In the EMG space, KRW (+0.4%) and THB (+0.3%) have been the best performers as both are thriving amid improving economic performance and anticipation that China’s recovery will help support them further.  Meanwhile, on the flipside, TRY (-0.5%) is the laggard followed by INR (-0.4%) and ZAR (-0.3%).  CNY (-0.2%) slipped in the wake of the PBOC action, while INR is suffering as Covid cases continue to surge.  The same is true in South Africa, and Turkey suffered after higher inflation readings than expected.
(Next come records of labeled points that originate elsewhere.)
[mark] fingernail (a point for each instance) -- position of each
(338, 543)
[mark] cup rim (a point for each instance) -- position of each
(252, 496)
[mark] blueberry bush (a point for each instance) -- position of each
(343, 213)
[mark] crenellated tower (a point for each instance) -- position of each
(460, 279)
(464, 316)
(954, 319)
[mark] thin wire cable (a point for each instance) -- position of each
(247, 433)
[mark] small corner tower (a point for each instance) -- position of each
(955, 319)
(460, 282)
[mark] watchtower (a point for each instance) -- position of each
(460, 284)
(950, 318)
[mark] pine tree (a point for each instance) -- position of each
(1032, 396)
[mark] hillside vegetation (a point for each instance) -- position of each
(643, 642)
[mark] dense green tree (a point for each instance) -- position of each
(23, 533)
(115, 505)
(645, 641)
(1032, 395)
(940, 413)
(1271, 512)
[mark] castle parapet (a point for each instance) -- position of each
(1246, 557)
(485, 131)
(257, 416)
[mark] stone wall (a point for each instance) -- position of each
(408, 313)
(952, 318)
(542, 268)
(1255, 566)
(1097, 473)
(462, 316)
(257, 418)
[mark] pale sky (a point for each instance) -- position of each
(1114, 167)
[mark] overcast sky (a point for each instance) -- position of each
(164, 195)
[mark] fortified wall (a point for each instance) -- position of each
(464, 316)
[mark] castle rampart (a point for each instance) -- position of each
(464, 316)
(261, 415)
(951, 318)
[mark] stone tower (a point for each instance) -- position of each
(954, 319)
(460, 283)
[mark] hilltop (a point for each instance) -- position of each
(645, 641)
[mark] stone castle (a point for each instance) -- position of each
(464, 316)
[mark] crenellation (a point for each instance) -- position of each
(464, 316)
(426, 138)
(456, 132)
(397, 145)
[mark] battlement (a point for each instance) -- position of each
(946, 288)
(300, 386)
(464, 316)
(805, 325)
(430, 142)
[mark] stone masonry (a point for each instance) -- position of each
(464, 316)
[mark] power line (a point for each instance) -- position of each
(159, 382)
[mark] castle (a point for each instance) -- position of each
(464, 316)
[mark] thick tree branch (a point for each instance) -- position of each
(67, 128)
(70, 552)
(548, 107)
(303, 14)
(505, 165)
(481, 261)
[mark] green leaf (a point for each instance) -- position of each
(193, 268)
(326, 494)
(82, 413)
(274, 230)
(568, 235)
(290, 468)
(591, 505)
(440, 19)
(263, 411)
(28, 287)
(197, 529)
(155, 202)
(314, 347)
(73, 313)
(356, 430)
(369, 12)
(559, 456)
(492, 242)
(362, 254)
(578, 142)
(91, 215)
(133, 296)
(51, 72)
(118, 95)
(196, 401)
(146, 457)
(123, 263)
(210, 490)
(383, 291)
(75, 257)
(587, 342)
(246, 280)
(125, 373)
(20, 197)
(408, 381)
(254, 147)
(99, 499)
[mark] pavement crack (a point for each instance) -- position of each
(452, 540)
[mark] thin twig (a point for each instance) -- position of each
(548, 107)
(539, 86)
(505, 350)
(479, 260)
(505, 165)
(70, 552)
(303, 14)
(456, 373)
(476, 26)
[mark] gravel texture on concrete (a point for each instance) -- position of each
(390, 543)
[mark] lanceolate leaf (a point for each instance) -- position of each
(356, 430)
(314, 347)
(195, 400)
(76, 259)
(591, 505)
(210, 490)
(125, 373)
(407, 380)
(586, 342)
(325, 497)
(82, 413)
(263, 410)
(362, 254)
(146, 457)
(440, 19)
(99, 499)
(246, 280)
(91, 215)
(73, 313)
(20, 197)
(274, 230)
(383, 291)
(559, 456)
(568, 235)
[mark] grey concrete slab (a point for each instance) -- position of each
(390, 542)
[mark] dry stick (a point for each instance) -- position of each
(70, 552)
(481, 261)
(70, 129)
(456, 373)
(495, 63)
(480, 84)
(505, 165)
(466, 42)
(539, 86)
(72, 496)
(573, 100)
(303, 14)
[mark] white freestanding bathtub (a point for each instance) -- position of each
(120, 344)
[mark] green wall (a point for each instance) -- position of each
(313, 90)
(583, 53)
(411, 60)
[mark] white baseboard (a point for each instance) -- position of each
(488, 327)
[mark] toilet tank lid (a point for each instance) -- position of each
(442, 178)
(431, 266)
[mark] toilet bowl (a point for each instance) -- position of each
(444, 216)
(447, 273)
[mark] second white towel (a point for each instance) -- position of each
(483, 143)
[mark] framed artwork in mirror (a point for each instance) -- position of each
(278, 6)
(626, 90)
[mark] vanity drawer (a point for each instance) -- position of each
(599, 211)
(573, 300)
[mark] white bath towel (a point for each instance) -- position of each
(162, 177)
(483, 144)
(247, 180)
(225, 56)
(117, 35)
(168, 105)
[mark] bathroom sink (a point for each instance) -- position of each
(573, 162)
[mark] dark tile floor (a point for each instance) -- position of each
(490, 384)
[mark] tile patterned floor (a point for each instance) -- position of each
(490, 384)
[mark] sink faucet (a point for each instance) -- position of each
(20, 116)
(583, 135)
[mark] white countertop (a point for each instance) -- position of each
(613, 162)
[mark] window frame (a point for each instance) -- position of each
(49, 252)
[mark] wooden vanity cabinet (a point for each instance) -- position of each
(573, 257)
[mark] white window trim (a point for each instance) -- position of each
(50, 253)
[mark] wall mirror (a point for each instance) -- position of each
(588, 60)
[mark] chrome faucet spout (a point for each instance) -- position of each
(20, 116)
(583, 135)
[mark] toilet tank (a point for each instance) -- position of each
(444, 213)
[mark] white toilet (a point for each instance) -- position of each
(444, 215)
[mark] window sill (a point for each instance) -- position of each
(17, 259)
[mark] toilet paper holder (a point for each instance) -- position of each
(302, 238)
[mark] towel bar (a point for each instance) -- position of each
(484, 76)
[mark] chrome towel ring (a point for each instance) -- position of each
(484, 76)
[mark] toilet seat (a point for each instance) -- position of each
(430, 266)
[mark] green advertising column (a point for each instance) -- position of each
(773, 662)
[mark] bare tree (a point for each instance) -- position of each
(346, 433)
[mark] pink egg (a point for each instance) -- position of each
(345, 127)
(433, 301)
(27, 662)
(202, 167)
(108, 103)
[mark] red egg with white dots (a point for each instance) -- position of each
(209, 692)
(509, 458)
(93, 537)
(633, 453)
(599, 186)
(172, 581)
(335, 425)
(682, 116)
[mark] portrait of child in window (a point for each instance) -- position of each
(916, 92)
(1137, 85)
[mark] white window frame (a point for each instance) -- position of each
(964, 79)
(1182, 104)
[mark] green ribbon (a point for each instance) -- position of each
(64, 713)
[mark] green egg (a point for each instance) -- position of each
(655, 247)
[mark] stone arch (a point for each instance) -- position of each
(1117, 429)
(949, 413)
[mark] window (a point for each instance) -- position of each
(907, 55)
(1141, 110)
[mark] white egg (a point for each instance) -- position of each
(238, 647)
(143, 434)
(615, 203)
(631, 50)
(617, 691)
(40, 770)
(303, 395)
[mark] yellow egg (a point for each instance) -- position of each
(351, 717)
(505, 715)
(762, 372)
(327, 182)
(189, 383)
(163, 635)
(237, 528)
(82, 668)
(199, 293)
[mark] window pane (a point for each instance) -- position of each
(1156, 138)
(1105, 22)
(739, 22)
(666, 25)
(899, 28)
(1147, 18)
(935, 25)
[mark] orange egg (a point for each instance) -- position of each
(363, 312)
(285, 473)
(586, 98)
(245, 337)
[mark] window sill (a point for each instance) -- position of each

Data this week is big starting with ISM and culminating in the payroll report.

TodayConstruction Spending0.5%
 ISM Manufacturing60.9
 ISM Prices Paid89.0
WednesdayFed’s Beige Book 
ThursdayADP Employment650K
 Initial Claims395K
 Continuing Claims3.615M
 ISM Services63.0
FridayNonfarm Payrolls650K
 Private Payrolls600K
 Manufacturing Payrolls25K
 Unemployment Rate5.9%
 Average Hourly Earnings0.2% (1.6% Y/Y)
 Average Weekly Hours34.9
 Participation Rate61.8%
 Factory Orders-0.2%

Source: Bloomberg

In addition to this data we will hear from six more Fed speakers, including Chairman Powell on Friday.  All ears will be tuned toward the tapering debate and how this week’s speakers address the situation.  However, if you consider it, if inflation is transitory and growth is going well, why would they need to taper?  After all, they appear to have achieved the nirvana of  explosive growth with no inflation. 

Needless to say, not everyone believes that story.  However, the one story that is gaining credence everywhere is that the dollar is likely to decline going forward.  That was the consensus view at the beginning of the year, and after a quarter of concern, it appears to be regaining many adherents.  To date, the relationship between the dollar and 10-year Treasury yields has been very strong.  It has certainly appeared that the bond drove the dollar.  However, recent activity has been less conclusive.  I still believe that relationship holds, but will be watching closely.  That said, the dollar does feel heavy these days.